To be entitled to a writ of mandamus, Relator must show (1) a clear legal right to the relief he requests, (2) a clear legal duty on the part of respondents to provide the requested relief, and (3) no adequate remedy in the ordinary course of law. State ex rel. Pressley v.Industrial Commission (1967), 11 Ohio St.2d 141.

Based upon all of the foregoing, we conclude that Relator voluntarily retired from his school bus mechanic position, and he therefore has no right to reinstatement as the result of the action filed by the union. Although the union's action resulted in a determination that the layoffs implemented by the Board were improper, Relator retired prior to being laid off, did not participate in the action brought by the union, and refused to accept an offer of similar employment from Laidlaw. Although Relator states in his deposition that he intended to work "probably another three or four years," his actions belie this assertion. The record indicates that Relator voluntarily retired and, until after the time that the Supreme Court found that he could have been reinstated to his prior position, gave no indication that he wished to continue working or that he had been forced to retire as a result of the Agreement between the Board and Laidlaw. The petition for writ of mandamus is therefore denied. Costs shall be paid by Relator.

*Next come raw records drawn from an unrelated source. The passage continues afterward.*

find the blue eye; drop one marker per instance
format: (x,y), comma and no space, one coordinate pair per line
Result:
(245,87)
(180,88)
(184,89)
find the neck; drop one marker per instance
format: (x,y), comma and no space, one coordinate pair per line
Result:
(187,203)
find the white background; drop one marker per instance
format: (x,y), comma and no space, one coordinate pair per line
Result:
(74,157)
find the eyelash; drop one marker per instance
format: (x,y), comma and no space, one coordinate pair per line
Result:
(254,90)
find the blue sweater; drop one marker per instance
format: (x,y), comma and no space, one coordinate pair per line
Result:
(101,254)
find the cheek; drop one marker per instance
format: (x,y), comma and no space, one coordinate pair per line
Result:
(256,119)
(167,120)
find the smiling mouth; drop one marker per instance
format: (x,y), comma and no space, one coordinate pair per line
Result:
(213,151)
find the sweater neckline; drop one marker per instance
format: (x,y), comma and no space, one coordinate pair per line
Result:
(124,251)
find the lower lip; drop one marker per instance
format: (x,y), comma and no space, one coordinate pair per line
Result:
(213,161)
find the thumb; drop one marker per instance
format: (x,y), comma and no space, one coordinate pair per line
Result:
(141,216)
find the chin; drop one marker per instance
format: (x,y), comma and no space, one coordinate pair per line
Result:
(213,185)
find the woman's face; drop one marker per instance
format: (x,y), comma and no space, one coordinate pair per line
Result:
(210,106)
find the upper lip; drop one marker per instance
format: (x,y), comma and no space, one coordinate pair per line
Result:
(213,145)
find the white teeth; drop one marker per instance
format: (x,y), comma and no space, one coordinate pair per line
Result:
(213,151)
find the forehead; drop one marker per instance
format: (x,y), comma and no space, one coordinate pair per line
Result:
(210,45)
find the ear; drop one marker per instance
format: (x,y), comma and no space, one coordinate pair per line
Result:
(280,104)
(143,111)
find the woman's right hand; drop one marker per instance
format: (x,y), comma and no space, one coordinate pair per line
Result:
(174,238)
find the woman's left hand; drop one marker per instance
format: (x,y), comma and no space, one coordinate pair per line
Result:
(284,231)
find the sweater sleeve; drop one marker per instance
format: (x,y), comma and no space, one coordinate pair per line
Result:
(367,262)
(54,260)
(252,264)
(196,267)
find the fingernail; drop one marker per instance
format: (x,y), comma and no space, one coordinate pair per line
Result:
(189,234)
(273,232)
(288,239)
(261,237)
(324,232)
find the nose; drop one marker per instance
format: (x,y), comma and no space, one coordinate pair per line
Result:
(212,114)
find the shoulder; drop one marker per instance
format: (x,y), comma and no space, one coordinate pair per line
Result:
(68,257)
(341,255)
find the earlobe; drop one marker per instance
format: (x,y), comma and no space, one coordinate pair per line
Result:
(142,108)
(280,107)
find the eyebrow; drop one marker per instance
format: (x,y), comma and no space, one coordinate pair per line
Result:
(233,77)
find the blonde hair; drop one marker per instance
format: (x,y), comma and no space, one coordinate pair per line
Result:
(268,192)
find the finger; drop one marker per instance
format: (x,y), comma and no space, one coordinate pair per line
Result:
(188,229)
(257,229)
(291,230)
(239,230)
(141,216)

POWELL and YOUNG, JJ., concur.

1 Relator contends that he was not really offered a three percent salary increase, but really a three percent salary decrease because he had received a six percent increase in salary immediately prior to Laidlaw's offer of employment. However, the record reveals that Laidlaw's offer was "[c]urrent hourly rate plus a 3% pay increase." Arguably, Relator may have been entitled to an additional three percent increase. In any case, there is no indication that Relator pursued this matter with Laidlaw prior to deciding to retire.